Our family sat down to watch the recent Veggie-Tales cartoon “It’s a Meaningful Life.” In it there was an interesting little quote:
“For every regrettable there’s a hypothetical.”
Gabe
Wow. It brought back memories of a singular event the likes of which I’ve not really been faced with again. This movie gave an illustration of what could have been if the main character hadn’t had fate get in his way. In this story, the choice wasn’t so much his, but bound to circumstances beyond his control. The life he could have had if it hadn’t been for the unforeseen accident was not as desirable in the end. But again, the thing that changed the course for him was out of his control. The thing that changed mine? Well, let’s say the choice was fully within my control.
A decision I made at that moment, led me down a different path. I have to look at my life as it is now and be content. I -am- content. Sure, I strive for more, to do more, to keep my family fed, housed, clothed, with some change to spare for fun times. In a related thought, it occurs to me I try to keep myself as busy as possible in order to forget. Had I made that -other- choice, some 23 years ago, where would I be today?
Would I be in the same position I am now? Would I have this wonderful house we built? Would I be married to a woman who cares for me so much? Would I have the same job? Would I be facing the challenges I find with Sam and his conditions?
I don’t know. I just -don’t- know, and I never will. Why? Because we can’t construct an alternate future. The reality of what could have been will never be known, it can’t be. There is no such thing as time travel, unless you count the constant forward movement. There is no going back. Seems regrettable.
I’ve often wondered what would have happened. I often dream of what it would have been like. Even today there is constant mystery surrounding the big “what if.” I sometimes think this pain in my heart wouldn’t be there, but then I try to remind myself that it’s that pain that helps define who I am. I try to think how different it might be, but then I tell myself it could have been far worse; things could have unfolded much differently than what I daydream. I could in all fairness be less than who I am today.
Still the pain is there and though I try to tell myself I have no regrets, I lie. There is one. It’s only one and it shall haunt me the rest of my life. I’ve written of it before but it’s doubtful you’ll find it. I sometimes go months without it haunting me, and perhaps it’s not fair to say it haunts me anymore. I’ve faced it and overcome it, but the regret still hides deep in my heart and rears it’s head every once in a while.

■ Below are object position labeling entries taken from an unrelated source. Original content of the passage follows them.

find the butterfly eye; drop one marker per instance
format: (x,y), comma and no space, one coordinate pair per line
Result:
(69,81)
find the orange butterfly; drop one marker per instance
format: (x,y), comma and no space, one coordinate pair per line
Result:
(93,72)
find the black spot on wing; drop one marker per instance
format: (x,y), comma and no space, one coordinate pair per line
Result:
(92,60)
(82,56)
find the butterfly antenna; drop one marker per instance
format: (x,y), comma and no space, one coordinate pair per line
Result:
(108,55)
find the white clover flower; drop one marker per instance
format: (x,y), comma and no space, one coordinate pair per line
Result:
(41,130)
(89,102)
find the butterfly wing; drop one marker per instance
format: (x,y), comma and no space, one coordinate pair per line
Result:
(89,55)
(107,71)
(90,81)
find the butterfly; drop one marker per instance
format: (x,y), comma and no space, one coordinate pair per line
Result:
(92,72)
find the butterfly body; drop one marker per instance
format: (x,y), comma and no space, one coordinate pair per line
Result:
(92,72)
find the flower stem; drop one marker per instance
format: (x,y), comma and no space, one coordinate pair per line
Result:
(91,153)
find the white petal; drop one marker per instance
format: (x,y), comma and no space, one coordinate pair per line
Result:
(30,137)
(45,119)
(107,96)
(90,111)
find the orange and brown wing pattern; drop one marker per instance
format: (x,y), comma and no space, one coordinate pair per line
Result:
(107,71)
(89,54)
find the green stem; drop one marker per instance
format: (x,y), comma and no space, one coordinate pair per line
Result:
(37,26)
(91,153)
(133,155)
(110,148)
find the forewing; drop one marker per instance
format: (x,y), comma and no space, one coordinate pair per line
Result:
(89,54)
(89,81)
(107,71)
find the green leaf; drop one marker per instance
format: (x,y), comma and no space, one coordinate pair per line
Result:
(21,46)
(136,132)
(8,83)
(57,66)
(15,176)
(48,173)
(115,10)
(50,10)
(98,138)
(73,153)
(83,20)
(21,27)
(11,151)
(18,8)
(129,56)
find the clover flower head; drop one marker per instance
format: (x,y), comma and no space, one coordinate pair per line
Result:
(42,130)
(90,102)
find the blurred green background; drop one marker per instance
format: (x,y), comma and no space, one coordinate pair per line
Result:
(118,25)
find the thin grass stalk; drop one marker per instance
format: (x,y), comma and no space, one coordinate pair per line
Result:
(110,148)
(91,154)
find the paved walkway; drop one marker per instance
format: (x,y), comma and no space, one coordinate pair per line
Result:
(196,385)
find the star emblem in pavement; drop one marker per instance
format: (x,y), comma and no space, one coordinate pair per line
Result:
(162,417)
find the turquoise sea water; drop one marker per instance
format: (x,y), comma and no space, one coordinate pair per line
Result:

It’s but a dream now, a shadow cast upon the dim recesses of my mind. Barely there, persistent and nearly transparent. And it’s things like this quote from the movie tonight that cause it to alight in my thoughts. The melancholy grows sweet again, I taste it and allow it to ferment the memories. Once more I shall drink of it’s reminder of things I could have done had I performed the other thought of two, yet without knowing where it would lead or how it would have left me, today.
With that drink, a spark occurs that tells me it’s the mystery of it all that burns in my blood and shall never be quenched. For it is in the mystery we are all drawn, to know what ends shall come: who did it, why, when and where. But this mystery is one without end, a book that was never written, an ending that will never be known. All because, of a different, choice.